Manipulate[Sum[Log[10,
(H/.FindRoot[f3[dotsconcA[[i,1]],H,kV1, km1]==0, {H,10^-14}])/dotsconcA[[i,2]]]^2,
{i,1,6}], {kV1, 0.41*10^-4, 0.41*10^-2.5, 0.41*10^-4},
{km1, 13.1*10^-4, 13.1*10^-2.5, 13.1*10^-4}]

But this

  1. Takes a lot of time,
  2. gives not accurate results,
  3. requires approximate ranges for manipulated parameters, which we don't know initially.

Is there a better way to find minimum of this Sum? I tried several "Minimization" functions but they're not working


Solution

  • So we found our fit and now I will describe how if someone will face the same problem. First of all, we simplified our model to a polynomial of the 4th degree.

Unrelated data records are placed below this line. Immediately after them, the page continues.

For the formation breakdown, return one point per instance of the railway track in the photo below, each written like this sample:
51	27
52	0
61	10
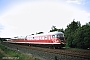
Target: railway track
85	54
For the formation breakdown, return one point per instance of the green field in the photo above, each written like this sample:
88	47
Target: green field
7	54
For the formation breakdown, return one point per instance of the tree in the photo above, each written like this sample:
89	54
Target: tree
82	37
39	33
53	28
69	32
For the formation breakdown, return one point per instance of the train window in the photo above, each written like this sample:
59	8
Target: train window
53	36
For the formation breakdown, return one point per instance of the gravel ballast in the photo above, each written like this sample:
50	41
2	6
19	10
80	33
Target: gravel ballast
40	54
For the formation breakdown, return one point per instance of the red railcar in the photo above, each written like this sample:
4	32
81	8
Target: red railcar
52	39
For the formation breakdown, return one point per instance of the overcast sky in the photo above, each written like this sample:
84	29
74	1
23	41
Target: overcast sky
24	17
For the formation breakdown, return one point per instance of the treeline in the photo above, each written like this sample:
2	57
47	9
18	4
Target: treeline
76	36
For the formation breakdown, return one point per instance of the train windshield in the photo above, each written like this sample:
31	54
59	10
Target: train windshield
60	36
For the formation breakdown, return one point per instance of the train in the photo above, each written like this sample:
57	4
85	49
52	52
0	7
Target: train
52	40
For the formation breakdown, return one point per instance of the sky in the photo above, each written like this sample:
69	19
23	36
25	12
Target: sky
24	17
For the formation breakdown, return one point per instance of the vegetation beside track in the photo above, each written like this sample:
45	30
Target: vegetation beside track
7	54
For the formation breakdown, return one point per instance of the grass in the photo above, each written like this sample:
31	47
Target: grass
8	54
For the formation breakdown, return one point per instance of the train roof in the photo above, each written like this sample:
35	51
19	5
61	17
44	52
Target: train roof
43	34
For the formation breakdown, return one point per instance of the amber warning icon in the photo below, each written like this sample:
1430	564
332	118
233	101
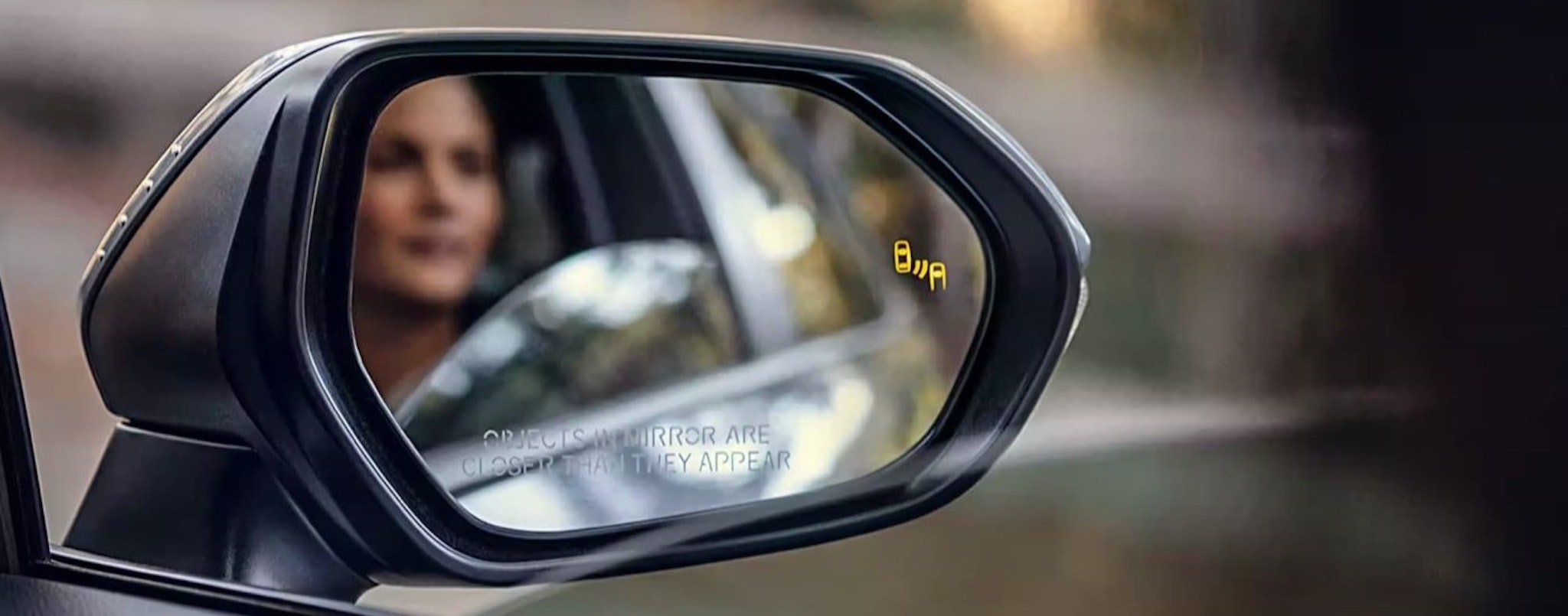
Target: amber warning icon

    f1[sB_,H_,kV_,km_]:=(H+kaA) (H+kaB) (H+kaW) (HB+kaW) ((-H+HB) kH+(cBWA (-H+HB) kaW kW)/((H+kaW) (HB+kaW))+(kV (-kaA (H+kaB) nA+H (H+kaA) nB) (km+kV-sB-Sqrt[(km+kV-sB)^2+4 km sB]))/((H+kaA) (H+kaB) (km-kV+sB+Sqrt[(km+kV-sB)^2+4 km sB])))
    

    Secondly, we used Solve to find a solution for H and defined a function of sB and 2 parameters km and kV.

    poly4[sB_,kV_,km_]:=H/.Solve[f1[sB,H,kV,km]==0&&0<=sB<=1,H,PositiveReals,InverseFunctions->True][[1]]
    

    And finally the fitting

    FindFit[dotsconcA,poly4[sB,kV,km], {{km,0.00001}, {kV,0.00001}}, sB]
    km->0.006484, kV->0.0003568
    

    Unfortunately, these parameters do not match those in the article, but when comparing the plots it looks great. Also, the fitting process takes about an hour, but that's a problem for the next question.